The 2018 complaint alleged that the USDA failed to proactively disclose records relating to the enforcement of two laws—the Humane Methods of Slaughter Act and the Poultry Products Inspection Act—as required by the Freedom of Information Act (FOIA). Such records expose inhumane treatment of animals at slaughter plants across the country, including incidents of workers throwing chickens and improperly stunning pigs and cattle, and transporters abandoning trucks full of animals for hours in hot weather.
AWI and Farm Sanctuary are represented by Nick Lawton of the Washington, DC public interest firm Eubanks & Associates, PLLC. The settlement comes after the court denied the USDA’s motion to dismiss the case in 2019. Under the agreement, the USDA is responsible for paying the plaintiffs’ attorney fees.
“This is the biggest step in improving government transparency at slaughter since the USDA began disclosing these records pursuant to FOIA,” said Erin Sutherland, staff attorney for AWI’s farm animal program. “Thousands of slaughterhouse records are now readily available to concerned citizens and animal advocacy groups who wish to monitor USDA enforcement without waiting months or even years for the department to respond to FOIA requests.”
“The USDA’s agreement to proactively post slaughter records is a huge victory,” said Emily von Klemperer, general counsel for Farm Sanctuary. “These records routinely expose inhumane treatment of animals at slaughter facilities and are critical to our efforts to educate the public and hold the agency accountable to enforce what minimal legal protections farm animals have.”
The posted records, dating back to January of 2017 and available now on the USDA’s Food Safety and Inspection Service website, provide a rare window into a heavily guarded aspect of food production.
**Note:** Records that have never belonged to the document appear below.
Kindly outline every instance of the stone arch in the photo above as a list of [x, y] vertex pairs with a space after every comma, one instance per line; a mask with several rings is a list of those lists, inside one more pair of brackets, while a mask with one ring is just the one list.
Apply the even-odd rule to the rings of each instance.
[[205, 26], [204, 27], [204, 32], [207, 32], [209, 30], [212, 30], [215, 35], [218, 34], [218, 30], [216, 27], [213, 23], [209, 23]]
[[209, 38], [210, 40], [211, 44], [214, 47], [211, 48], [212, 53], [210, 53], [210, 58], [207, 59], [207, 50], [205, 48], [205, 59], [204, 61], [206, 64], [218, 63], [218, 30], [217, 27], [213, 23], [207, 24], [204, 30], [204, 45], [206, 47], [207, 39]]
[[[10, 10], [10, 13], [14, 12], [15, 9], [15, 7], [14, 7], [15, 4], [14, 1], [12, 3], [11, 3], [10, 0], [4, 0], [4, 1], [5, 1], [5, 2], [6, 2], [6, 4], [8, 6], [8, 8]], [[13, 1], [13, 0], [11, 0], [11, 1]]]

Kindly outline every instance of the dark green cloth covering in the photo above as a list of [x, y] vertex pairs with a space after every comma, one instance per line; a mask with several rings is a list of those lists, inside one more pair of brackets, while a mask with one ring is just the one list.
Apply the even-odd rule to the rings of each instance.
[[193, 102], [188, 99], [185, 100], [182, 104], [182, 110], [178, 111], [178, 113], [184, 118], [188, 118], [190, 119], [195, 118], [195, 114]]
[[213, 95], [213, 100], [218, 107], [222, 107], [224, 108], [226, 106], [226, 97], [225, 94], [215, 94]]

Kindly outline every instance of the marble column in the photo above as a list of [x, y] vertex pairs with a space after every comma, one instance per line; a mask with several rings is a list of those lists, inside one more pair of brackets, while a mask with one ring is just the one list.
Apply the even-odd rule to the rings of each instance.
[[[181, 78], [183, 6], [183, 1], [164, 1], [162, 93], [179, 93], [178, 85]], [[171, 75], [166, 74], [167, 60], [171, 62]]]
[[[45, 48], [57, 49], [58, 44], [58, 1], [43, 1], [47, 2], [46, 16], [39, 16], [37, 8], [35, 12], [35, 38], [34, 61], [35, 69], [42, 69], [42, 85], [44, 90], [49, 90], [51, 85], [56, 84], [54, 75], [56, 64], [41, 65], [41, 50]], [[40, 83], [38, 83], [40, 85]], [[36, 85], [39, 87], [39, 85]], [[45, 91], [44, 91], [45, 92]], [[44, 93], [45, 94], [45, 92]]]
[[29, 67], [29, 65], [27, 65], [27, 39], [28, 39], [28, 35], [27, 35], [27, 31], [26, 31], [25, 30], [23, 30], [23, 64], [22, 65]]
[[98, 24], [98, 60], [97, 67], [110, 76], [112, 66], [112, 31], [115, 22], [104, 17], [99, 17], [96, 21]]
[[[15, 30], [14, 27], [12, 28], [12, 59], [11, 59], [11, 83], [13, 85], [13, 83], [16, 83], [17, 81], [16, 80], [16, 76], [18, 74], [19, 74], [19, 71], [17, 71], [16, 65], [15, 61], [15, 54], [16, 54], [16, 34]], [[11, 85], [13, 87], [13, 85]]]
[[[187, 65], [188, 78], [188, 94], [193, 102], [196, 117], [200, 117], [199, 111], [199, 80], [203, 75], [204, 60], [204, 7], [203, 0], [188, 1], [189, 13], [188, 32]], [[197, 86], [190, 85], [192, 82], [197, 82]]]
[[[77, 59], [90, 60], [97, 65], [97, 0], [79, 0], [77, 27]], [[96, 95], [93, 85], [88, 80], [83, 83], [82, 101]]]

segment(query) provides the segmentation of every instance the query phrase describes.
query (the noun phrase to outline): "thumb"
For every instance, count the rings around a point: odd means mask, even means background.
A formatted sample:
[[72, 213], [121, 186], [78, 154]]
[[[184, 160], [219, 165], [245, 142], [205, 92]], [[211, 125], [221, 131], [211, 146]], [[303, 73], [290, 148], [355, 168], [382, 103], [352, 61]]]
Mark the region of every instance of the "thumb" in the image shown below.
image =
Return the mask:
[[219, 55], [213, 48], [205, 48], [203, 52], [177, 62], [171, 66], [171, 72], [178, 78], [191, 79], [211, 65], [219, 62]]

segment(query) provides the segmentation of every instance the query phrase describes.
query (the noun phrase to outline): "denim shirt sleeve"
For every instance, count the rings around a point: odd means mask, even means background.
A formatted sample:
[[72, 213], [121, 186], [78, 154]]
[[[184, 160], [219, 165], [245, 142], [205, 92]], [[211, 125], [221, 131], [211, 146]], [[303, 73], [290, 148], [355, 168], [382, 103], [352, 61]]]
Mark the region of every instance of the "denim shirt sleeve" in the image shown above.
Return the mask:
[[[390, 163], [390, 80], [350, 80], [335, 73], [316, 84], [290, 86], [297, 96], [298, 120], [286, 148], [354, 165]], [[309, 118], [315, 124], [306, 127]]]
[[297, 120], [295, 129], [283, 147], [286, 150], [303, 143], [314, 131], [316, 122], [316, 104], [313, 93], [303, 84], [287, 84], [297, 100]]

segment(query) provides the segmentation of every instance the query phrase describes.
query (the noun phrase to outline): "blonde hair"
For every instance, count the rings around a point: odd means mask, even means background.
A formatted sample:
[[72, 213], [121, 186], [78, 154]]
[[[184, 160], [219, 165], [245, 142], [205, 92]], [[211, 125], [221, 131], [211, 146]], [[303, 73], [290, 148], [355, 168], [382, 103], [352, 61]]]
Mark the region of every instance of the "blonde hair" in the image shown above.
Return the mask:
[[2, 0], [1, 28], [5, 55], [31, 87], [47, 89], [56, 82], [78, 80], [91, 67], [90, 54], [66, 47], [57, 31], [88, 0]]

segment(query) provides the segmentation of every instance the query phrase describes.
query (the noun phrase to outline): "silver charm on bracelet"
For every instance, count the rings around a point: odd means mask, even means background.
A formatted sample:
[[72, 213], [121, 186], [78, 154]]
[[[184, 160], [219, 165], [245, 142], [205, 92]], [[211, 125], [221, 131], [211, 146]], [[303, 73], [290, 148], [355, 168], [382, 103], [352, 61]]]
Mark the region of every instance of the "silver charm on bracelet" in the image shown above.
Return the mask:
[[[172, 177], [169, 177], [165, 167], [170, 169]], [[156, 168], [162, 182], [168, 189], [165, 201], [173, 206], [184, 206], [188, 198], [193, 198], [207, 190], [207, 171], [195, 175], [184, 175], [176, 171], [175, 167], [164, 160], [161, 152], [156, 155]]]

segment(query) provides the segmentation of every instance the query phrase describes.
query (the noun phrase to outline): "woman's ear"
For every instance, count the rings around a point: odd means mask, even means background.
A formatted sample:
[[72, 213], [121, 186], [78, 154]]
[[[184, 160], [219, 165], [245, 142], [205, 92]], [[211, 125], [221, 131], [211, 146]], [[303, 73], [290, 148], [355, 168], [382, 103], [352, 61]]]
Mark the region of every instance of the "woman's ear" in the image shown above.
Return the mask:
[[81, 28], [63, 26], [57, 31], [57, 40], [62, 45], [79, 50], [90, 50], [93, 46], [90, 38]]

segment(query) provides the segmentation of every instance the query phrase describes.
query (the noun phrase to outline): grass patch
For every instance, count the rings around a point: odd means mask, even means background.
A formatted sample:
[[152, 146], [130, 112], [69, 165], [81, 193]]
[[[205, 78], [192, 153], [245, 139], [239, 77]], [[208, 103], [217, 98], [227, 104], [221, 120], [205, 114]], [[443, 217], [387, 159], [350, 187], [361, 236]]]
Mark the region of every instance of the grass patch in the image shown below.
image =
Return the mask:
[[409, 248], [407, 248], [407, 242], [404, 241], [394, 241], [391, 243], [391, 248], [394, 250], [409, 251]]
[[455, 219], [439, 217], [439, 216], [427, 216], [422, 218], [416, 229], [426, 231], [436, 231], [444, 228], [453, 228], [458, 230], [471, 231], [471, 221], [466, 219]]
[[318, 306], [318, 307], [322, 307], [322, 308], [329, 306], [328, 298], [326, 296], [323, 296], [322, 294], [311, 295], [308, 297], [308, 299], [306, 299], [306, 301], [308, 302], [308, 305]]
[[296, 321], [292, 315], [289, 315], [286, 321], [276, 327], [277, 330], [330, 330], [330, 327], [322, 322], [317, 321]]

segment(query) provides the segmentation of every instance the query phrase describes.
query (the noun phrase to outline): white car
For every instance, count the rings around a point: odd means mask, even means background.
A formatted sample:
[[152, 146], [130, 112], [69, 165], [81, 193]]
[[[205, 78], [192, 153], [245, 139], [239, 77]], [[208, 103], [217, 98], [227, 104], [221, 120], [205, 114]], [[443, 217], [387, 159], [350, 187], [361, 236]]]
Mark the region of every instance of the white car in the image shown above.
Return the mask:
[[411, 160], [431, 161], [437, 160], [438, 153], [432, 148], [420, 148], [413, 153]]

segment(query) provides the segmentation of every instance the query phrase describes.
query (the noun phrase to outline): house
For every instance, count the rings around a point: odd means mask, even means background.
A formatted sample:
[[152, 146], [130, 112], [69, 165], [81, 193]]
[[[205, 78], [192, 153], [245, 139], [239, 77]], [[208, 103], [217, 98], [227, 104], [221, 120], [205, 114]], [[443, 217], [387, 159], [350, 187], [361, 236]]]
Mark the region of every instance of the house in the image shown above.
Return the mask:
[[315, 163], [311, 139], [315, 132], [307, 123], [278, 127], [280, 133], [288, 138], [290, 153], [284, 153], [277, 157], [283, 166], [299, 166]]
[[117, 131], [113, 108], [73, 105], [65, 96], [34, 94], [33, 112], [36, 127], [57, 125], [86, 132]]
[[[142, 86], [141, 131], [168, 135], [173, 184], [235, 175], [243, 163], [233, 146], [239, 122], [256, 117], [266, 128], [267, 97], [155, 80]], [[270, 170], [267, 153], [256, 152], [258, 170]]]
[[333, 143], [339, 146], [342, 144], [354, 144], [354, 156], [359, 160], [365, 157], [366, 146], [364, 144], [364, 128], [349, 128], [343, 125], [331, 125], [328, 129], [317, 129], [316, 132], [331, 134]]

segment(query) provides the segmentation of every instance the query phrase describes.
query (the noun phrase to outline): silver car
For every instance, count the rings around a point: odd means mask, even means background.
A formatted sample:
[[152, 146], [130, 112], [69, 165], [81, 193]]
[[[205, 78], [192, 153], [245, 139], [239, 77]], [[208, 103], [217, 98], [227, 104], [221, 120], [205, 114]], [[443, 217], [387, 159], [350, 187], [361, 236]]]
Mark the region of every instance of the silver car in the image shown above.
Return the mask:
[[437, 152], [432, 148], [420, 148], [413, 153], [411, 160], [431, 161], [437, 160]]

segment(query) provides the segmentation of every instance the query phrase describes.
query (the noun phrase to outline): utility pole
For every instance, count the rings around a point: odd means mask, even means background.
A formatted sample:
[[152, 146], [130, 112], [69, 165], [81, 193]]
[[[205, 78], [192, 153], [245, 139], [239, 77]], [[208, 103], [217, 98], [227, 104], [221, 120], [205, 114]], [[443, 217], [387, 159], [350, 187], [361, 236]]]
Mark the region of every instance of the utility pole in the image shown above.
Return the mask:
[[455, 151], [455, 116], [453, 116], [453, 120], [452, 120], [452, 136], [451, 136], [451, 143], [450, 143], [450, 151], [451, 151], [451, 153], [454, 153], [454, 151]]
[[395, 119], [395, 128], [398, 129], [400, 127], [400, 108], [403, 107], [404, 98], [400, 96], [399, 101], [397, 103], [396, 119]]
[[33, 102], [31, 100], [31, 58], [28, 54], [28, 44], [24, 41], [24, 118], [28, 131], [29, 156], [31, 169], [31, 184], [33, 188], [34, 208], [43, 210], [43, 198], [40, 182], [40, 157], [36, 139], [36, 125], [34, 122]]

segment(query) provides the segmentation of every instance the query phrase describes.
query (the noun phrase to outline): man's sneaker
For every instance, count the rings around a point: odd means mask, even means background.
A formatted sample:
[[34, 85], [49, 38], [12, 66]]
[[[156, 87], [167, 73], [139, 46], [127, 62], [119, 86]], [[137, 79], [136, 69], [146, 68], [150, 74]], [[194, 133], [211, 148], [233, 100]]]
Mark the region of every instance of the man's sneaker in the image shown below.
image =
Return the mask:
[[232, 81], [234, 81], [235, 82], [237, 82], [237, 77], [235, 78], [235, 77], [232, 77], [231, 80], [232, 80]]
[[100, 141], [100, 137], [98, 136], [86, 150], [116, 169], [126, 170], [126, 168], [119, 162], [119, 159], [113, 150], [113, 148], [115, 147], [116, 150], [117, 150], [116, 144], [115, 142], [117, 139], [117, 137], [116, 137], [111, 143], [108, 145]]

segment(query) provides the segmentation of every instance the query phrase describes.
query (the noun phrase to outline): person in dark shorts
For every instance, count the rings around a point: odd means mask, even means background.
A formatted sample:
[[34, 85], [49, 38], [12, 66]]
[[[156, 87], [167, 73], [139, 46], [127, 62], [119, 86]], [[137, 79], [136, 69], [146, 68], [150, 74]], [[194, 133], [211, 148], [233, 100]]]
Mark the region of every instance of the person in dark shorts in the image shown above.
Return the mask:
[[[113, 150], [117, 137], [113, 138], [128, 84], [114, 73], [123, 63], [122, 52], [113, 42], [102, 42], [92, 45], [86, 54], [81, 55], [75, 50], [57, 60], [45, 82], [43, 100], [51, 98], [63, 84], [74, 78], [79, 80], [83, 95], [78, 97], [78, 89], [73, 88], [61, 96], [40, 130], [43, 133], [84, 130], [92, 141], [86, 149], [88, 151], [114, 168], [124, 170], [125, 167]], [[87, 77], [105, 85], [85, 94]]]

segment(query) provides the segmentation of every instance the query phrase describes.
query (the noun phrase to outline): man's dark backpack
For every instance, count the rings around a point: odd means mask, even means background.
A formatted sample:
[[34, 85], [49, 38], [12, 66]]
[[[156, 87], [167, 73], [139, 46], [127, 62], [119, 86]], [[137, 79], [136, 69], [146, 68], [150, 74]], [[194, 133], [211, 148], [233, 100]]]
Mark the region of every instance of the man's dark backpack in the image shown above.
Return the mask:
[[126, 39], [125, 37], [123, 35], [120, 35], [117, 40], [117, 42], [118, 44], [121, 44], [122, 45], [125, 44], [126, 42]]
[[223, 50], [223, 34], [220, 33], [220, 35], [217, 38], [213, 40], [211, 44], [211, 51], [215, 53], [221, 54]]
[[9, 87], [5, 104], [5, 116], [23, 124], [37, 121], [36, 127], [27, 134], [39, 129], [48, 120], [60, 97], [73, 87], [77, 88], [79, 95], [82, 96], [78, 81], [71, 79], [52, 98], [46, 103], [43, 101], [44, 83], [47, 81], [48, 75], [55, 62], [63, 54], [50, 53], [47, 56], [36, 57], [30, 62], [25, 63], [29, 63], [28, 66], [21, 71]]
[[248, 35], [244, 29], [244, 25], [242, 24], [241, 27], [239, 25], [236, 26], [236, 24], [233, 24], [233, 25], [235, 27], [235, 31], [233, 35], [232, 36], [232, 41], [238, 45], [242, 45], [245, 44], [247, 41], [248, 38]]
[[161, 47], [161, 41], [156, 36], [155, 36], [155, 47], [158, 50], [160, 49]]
Previously, AWI has used this information to conduct some of its key campaign work surrounding the treatment of animals at slaughter, such as publicizing repeated violations of inhumane handling at individual slaughter plants, and petitioning the USDA to update its slaughter regulations to mitigate needless suffering.
In a separate lawsuit, AWI and Farm Sanctuary are suing the USDA to address the systematic mistreatment of poultry at slaughter, which can compromise food safety and meat quality in violation of the Poultry Products Inspection Act. Much of the information critical to this lawsuit was gleaned from the records now made accessible under this settlement. A federal judge ruled in October that the lawsuit will move forward.